For reasons why this argument is completely bogus, and more technical details, look in the following powerpoint file (which involves a bit of maths):

the-inexpert-witness

It is difficult to assess how important Roy Meadow’s testimony was in the collective mind of the Jury, but it was certainly erroneous and misleading. The General Medical Council decided that he should be struck off the medical register in July 2005 on the grounds of “serious professional misconduct”. He appealed, and the decision was partly overturned in 2006, the latest judgement basically being about what level of professional misconduct should be termed “serious”.
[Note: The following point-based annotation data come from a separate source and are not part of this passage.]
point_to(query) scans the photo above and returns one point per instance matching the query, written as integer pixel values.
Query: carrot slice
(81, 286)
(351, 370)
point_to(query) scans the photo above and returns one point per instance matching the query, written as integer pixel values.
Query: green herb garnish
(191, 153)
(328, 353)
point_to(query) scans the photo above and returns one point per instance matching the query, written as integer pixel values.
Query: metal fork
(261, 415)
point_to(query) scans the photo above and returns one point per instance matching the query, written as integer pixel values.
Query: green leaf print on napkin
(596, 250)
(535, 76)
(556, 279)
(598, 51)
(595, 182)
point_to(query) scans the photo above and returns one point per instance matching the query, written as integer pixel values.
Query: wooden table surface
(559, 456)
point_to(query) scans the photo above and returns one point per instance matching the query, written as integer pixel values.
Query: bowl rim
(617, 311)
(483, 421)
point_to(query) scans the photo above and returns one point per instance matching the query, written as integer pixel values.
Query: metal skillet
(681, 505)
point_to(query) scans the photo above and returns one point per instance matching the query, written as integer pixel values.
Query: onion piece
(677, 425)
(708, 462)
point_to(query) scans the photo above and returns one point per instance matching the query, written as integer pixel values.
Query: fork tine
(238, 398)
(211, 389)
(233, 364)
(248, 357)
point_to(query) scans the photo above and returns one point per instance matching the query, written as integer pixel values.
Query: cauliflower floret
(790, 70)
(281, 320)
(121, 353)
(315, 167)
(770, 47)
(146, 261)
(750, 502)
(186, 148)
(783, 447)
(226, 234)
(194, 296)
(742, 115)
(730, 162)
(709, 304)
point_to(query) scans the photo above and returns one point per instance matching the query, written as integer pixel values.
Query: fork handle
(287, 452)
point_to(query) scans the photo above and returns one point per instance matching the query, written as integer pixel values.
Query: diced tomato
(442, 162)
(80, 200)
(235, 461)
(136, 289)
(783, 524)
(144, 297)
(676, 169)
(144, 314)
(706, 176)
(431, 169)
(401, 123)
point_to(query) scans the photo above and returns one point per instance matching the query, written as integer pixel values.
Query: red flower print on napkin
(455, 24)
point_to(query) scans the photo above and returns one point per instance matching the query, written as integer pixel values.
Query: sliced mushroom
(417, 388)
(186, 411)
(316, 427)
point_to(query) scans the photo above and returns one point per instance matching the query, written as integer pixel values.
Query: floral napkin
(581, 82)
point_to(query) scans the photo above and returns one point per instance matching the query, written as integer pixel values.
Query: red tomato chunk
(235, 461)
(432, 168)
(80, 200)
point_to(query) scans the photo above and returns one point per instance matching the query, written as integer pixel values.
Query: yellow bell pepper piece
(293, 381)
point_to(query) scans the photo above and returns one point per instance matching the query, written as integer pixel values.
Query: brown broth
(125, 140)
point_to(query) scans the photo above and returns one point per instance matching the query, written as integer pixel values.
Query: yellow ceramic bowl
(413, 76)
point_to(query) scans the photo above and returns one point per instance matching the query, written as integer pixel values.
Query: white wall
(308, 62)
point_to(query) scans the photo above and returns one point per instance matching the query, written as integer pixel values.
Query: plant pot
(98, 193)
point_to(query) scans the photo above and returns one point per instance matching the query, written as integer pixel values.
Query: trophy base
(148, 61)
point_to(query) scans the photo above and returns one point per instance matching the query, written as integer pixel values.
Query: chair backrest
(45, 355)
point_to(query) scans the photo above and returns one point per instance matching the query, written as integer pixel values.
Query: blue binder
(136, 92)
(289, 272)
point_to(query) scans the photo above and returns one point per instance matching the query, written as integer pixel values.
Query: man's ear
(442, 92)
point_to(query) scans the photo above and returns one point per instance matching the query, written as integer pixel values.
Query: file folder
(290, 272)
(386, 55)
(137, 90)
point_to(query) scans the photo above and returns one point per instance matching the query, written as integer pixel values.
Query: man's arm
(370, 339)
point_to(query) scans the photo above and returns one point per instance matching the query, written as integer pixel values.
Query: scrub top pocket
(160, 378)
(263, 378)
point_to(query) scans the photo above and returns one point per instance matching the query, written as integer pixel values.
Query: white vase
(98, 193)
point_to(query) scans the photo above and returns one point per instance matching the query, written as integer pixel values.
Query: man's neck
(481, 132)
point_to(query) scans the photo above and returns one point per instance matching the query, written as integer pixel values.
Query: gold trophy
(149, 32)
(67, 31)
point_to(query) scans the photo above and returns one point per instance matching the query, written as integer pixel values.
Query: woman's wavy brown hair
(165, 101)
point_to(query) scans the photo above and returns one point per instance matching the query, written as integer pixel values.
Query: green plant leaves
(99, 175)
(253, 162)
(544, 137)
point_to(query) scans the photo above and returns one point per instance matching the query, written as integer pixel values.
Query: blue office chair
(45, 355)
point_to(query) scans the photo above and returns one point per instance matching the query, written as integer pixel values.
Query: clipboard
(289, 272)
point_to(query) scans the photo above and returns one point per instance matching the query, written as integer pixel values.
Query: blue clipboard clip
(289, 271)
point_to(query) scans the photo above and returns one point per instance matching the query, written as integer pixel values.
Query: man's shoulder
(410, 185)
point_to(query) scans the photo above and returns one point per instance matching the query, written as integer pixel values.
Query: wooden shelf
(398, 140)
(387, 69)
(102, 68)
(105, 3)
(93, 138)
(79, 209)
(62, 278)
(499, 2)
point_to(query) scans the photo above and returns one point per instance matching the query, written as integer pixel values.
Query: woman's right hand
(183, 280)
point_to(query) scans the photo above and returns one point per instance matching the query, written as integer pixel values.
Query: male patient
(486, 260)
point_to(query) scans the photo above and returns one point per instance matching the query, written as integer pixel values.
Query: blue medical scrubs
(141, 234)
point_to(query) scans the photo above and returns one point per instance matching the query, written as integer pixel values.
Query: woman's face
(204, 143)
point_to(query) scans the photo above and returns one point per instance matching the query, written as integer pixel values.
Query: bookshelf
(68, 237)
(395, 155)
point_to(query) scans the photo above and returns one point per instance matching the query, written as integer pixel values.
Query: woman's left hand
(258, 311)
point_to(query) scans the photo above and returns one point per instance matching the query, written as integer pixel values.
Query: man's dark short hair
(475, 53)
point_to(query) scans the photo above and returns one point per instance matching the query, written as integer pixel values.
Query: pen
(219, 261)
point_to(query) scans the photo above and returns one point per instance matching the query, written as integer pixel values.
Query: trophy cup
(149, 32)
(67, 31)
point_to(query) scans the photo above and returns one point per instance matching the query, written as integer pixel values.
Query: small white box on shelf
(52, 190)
My reaction to all this is a mixture of anger and frustration. First of all, the argument presented by Meadow is so clearly wrong that any competent statistician could have been called as a witness to rebut it. The defence were remiss in not doing so. Second, the disciplinary action taken by the GMC seemed to take no account of the consequences his testimony had for Sally Clark. He was never even at risk of prosecution or financial penalty. Sally Clark spent three years of her life in prison, on top of having lost her children, and now is herself dead. Finally, expert testimony is clearly important in many trials, but experts should testify only on those matters that they are experts about! Meadow even admitted later that he didn’t really understand statistics. So why did he include this argument in his testimony? I quote from a press release produced by the Royal Statistical Society in the aftermath of this case:

Although many scientists have some familiarity with statistical methods, statistics remains a specialised area. The Society urges the Courts to ensure that statistical evidence is presented only by appropriately qualified statistical experts, as would be the case for any other form of expert evidence.

As far as I know, the criminal justice system has yet to implement such safeguards.

How many more cases like this need to happen before the Courts recognise the dangers of bad statistics?